Gastric ulcers usually found in lesser curvature of antrum
Duodenal found just after pyloric sphincter and usually Brunner gland hypertrophy (glands which secrete bicarbonate rich mucous)
Pathophysiology of peptic ulceration causes (3)
H pylori - release adhesins to adhere to foveolar cells and proteases causing damage to mucosal membrane
NSAIDs - Inhibit COX, causing indirect inhibition of prostaglandin synthesis.
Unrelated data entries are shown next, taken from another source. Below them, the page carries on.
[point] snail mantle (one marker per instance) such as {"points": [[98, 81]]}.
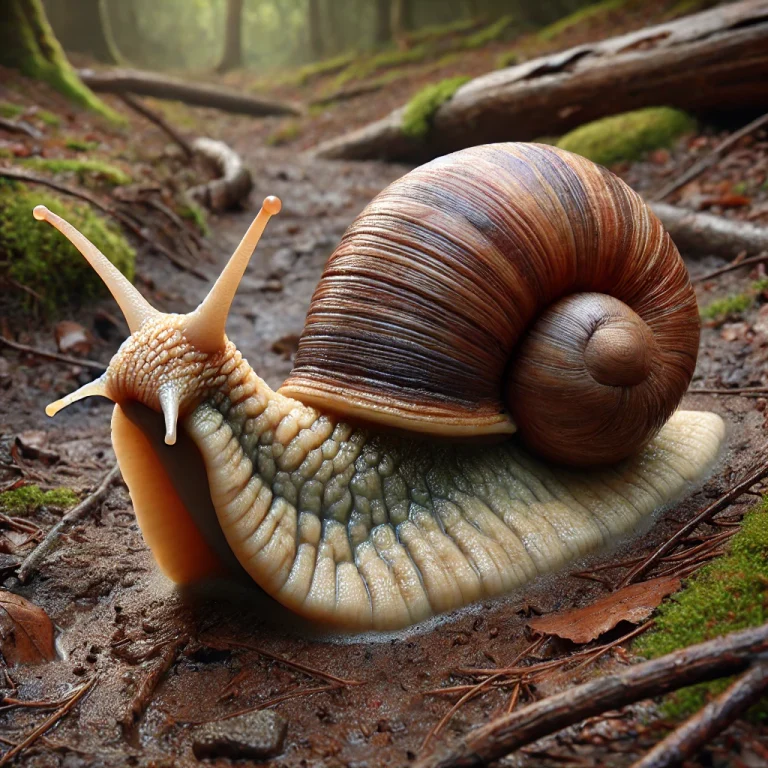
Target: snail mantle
{"points": [[510, 291]]}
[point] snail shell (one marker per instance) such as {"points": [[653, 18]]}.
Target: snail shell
{"points": [[504, 287]]}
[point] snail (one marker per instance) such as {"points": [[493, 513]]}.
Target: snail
{"points": [[484, 390]]}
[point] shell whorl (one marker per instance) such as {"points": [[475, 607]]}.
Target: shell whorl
{"points": [[504, 287]]}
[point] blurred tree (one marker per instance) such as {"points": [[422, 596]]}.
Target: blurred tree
{"points": [[233, 46], [28, 43]]}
ZE syndrome - Tumour in stomach, duodenal wall or pancreas, which secretes abnormal amounts of gastrin
How do gastric and duodenal ulcers cause bleeding
Very deep ulcers cut into arteries
Gastric ulcers affect left gastric artery
Duodenal ulcers affect gastroduodenal artery
What are the pain characteristics of gastric and duodenal gastric ulcers?
Burning epigastric pain
Gastric - Worse after eating
Duodenal - Worse when hungry, food provides some relief
(posterior penetration into pancreas may make pain radiate to back)
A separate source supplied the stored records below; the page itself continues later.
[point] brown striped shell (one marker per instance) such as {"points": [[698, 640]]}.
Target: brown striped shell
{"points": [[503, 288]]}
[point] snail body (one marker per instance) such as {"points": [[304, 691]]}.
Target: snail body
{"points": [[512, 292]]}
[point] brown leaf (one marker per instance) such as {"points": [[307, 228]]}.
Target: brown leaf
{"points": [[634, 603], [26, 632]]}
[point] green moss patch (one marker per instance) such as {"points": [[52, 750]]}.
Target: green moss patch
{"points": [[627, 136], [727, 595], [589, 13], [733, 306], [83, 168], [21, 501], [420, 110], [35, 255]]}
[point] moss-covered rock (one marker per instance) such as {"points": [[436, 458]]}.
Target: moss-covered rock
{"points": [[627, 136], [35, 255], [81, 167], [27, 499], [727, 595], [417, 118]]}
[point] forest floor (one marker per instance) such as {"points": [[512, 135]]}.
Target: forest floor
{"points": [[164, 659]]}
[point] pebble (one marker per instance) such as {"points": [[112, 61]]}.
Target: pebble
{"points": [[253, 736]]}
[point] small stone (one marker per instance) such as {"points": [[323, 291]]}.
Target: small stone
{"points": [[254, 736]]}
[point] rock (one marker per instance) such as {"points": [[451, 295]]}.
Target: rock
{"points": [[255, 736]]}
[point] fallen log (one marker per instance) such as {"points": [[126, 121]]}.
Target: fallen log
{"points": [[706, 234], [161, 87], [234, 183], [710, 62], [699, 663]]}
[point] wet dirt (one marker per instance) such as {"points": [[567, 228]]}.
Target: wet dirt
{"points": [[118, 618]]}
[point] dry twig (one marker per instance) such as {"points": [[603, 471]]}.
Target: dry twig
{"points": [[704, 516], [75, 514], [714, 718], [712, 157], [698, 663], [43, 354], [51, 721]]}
Other signs/symptoms of peptic ulcers
Nausea/vomiting
Dyspepsia (indigestion)
Weight loss (secondary to eating less in gastric ulcer)
Epigastric tenderness
Haematemesis
If bleeding
Anaemia
Malaena
Hypotension/tachycardia (shock) if bleeding acute and severe
Red flag symptoms in peptic ulcers
ALARM D
Require urgent endoscopy
- Anaemia
- Loss of weight
- Anorexia
- Recent onset/progressive symptoms
- Malaena/haematemesis
- Dysphagia
Investigations in peptic ulcer disease
If >55, Red flag symptoms, bleeding or dysphagia
- Endoscopy and biopsy, to check for malignancy or H pylori (biopsy urease clo test) (Will also show Brunners gland hypertrophy in duodenal!)